Part of the code is as follows. Use __syncthreads() operation at the bottom to output the result when threadIdx.x==0. At this time, all threads in the block should have completed the operation. First_sum[0] and first_sum[1] are both there should be a value, but the printed output is that first_sum[1] is 0.
lane_id is 0 for threadIdx.x==0. So this thread only writes to first_sum[0]. first_sum[1] is unitialized and any read access in the program actually is UB for the whole program.
Did you expect first_sum to be in shared memory?

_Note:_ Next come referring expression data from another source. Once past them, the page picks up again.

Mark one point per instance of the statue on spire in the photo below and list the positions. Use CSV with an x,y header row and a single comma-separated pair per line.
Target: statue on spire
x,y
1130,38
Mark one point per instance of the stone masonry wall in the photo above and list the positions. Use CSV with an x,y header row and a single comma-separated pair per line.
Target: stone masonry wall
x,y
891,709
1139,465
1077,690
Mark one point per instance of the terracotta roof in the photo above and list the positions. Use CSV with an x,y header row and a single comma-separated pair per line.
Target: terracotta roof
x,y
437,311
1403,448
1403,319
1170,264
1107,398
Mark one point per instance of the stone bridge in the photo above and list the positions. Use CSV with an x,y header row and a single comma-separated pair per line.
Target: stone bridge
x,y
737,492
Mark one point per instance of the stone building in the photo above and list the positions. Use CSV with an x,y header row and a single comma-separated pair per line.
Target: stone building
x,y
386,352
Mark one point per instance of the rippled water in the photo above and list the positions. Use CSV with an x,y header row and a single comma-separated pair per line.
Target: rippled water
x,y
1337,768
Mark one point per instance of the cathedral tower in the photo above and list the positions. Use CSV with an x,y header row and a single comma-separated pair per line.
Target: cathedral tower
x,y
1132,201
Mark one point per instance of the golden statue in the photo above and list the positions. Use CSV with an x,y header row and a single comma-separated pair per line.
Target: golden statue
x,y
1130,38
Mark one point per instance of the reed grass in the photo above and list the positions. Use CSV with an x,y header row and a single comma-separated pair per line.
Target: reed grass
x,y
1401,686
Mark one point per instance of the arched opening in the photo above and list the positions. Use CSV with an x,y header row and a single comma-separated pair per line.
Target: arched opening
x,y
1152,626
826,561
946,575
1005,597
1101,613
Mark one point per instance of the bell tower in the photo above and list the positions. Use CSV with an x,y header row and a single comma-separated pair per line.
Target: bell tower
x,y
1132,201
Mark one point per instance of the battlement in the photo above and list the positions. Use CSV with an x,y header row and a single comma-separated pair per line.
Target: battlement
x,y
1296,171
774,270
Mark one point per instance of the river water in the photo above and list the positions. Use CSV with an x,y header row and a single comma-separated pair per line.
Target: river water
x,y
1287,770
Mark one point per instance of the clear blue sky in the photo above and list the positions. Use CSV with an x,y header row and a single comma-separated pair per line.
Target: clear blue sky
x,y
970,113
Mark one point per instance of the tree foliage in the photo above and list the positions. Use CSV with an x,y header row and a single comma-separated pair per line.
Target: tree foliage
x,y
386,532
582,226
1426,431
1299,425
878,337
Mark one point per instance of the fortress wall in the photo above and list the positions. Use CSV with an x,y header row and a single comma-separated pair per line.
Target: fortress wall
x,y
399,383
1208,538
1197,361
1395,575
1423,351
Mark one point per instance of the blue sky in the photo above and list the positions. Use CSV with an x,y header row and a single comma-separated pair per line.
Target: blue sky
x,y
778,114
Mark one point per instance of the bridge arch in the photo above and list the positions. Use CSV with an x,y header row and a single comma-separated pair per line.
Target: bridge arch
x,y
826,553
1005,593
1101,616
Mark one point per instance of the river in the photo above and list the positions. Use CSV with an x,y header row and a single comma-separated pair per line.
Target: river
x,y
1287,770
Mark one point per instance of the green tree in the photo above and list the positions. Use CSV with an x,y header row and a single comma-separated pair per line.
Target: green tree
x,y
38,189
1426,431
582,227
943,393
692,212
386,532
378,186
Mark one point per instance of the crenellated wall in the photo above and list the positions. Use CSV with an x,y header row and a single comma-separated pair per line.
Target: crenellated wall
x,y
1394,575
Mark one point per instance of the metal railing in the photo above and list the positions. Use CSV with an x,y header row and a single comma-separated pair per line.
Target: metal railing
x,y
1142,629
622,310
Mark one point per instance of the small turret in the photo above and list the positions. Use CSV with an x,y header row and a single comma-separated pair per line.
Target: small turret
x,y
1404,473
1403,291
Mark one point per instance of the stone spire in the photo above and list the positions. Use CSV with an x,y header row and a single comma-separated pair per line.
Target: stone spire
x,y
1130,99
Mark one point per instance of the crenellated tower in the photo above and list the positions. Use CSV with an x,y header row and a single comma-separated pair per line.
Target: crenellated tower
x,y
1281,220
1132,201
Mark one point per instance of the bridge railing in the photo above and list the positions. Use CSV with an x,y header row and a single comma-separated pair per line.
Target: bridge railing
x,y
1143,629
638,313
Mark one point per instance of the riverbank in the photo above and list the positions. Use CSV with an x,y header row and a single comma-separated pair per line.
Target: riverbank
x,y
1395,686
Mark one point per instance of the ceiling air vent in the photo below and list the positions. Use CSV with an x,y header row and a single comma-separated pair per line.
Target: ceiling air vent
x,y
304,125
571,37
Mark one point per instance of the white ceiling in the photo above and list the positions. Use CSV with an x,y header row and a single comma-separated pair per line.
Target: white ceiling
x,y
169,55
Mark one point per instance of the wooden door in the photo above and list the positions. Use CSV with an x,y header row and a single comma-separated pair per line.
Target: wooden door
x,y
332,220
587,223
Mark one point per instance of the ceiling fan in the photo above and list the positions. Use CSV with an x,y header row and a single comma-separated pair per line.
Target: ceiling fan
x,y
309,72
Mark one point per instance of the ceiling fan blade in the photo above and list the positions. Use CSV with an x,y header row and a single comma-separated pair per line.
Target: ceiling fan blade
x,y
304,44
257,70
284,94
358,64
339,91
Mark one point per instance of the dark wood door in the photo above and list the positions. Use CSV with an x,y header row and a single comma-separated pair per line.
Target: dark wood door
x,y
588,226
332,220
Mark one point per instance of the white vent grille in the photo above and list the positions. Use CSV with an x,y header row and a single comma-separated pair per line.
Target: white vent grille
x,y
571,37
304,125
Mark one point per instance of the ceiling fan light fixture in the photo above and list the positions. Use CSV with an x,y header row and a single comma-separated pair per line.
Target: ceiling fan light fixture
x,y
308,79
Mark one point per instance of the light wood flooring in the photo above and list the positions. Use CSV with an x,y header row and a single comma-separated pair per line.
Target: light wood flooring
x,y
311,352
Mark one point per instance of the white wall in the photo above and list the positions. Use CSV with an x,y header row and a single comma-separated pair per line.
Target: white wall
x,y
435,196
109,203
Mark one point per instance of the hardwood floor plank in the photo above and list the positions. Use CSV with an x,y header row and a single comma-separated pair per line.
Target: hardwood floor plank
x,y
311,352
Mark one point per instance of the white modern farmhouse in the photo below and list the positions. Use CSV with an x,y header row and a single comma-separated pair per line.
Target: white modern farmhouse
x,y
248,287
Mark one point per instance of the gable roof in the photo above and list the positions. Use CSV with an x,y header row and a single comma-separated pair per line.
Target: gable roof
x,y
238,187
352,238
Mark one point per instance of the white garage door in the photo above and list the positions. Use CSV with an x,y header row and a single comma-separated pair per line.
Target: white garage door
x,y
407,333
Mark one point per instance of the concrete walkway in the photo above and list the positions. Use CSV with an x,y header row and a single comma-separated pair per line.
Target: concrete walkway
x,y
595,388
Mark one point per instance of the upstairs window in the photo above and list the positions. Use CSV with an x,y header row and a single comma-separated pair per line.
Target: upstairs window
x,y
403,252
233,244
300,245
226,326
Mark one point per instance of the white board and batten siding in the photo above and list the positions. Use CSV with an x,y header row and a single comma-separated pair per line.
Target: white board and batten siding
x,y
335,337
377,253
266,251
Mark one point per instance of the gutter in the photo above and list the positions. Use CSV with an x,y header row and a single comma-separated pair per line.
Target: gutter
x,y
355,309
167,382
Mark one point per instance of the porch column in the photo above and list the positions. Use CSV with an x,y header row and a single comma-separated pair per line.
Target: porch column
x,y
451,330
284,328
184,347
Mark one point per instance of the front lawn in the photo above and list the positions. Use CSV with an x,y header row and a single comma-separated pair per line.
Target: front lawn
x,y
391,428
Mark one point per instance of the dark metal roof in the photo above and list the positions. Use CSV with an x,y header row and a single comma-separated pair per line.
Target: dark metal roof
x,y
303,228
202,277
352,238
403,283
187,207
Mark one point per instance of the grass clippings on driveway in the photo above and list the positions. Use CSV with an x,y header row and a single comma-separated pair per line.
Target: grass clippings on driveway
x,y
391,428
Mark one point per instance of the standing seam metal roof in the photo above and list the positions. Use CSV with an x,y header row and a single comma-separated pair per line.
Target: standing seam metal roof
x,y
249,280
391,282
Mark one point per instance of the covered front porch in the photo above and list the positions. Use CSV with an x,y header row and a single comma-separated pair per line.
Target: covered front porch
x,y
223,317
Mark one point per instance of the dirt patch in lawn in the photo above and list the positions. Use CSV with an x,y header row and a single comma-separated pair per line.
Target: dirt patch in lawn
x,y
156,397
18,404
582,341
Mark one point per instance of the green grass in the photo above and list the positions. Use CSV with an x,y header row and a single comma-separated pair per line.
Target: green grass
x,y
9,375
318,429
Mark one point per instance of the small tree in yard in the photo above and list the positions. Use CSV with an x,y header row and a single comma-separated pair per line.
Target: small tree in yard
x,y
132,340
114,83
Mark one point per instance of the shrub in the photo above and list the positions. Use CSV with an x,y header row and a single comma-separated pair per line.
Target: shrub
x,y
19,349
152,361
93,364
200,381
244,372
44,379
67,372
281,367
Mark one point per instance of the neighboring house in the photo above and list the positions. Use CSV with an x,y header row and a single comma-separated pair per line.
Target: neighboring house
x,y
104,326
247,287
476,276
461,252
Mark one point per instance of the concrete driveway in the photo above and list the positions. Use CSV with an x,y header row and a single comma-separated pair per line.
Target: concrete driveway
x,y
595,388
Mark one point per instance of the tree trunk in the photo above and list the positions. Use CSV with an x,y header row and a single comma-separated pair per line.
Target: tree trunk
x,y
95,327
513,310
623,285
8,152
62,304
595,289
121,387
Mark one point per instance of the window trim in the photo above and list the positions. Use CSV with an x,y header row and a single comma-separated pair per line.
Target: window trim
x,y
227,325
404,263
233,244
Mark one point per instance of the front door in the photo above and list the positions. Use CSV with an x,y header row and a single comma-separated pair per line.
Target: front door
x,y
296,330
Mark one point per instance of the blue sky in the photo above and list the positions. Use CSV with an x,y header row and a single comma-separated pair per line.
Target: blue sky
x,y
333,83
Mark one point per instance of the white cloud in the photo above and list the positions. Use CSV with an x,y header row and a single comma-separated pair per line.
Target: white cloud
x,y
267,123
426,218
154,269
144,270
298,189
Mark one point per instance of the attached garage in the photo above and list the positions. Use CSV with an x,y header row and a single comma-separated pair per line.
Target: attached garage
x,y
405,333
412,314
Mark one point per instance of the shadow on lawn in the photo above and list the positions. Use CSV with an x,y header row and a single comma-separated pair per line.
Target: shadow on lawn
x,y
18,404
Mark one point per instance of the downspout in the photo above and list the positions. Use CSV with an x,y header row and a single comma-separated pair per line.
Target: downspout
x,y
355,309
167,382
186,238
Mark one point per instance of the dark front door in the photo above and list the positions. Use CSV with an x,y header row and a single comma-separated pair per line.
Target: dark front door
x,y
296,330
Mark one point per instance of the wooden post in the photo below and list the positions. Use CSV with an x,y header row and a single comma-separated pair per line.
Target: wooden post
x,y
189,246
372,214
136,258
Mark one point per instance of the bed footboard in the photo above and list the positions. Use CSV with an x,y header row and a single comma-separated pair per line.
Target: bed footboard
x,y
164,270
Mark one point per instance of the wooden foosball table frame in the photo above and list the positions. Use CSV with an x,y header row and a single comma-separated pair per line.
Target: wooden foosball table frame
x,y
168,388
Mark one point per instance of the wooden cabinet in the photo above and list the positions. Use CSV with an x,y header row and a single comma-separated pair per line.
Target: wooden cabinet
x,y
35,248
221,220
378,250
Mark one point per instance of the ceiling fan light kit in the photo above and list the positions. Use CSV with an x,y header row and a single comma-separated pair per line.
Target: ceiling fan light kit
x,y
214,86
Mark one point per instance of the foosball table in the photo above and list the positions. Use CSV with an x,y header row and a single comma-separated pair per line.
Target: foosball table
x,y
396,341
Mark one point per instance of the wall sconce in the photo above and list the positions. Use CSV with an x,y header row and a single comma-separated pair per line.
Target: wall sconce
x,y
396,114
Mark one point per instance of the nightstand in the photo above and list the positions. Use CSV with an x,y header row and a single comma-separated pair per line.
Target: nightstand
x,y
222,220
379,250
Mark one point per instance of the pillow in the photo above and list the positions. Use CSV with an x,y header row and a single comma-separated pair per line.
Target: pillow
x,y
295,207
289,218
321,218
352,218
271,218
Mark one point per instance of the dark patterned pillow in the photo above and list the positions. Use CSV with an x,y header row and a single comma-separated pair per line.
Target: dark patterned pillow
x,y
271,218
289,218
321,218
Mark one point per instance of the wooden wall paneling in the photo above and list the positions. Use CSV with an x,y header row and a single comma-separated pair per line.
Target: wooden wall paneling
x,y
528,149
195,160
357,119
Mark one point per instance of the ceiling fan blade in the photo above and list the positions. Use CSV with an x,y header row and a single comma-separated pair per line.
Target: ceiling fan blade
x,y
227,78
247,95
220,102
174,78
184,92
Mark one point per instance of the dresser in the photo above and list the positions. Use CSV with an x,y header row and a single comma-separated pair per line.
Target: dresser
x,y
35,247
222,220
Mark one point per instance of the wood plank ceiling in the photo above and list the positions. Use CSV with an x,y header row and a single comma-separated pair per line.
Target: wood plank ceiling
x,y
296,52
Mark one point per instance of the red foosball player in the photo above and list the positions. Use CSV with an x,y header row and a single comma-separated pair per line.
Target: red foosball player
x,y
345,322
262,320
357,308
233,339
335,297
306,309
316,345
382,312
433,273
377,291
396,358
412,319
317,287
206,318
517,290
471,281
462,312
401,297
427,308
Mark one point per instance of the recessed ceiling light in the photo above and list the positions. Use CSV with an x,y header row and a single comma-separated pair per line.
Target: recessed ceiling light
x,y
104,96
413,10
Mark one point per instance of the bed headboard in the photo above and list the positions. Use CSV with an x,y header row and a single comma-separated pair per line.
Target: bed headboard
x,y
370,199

Did you want to output first_sum[1] from threadIdx.x==32?
Did you want to write to first_sum[1 - lane_id] at some point?
BTW a nicer variant of *reinterpret_cast<T*>(&i) is reinterpret_cast<T&>(i). Both are potentially UB, but typically work in Cuda code. Since C++20 they should typically be exchanged with bit_cast<T&>(i).
BTW the word lane typically is the thread number 0…31 within a Cuda warp. You use it differently. (Which can make sense in some domains/contexts.)
WhenthreadIdx.x==0 and threadIdx. x==32 , first_sum[0] and first_sum[1] will be written, I used __syncthreads() so when outputting the results, first_sum[0] and fitst_sum[1] should have a value.I misunderstand it?
You only print out when threadIdx.x is equal to zero. Your variable:
half first_sum[2];
is a thread-local variable. That means that thread 0 has its own separate local array, and thread 1 has its own separate local array, etc.
Therefore, when you print out, you are printing out the values from the threadIdx.x == 0 array, and for threadIdx.x == 0, the value in first_sum[1] is never written.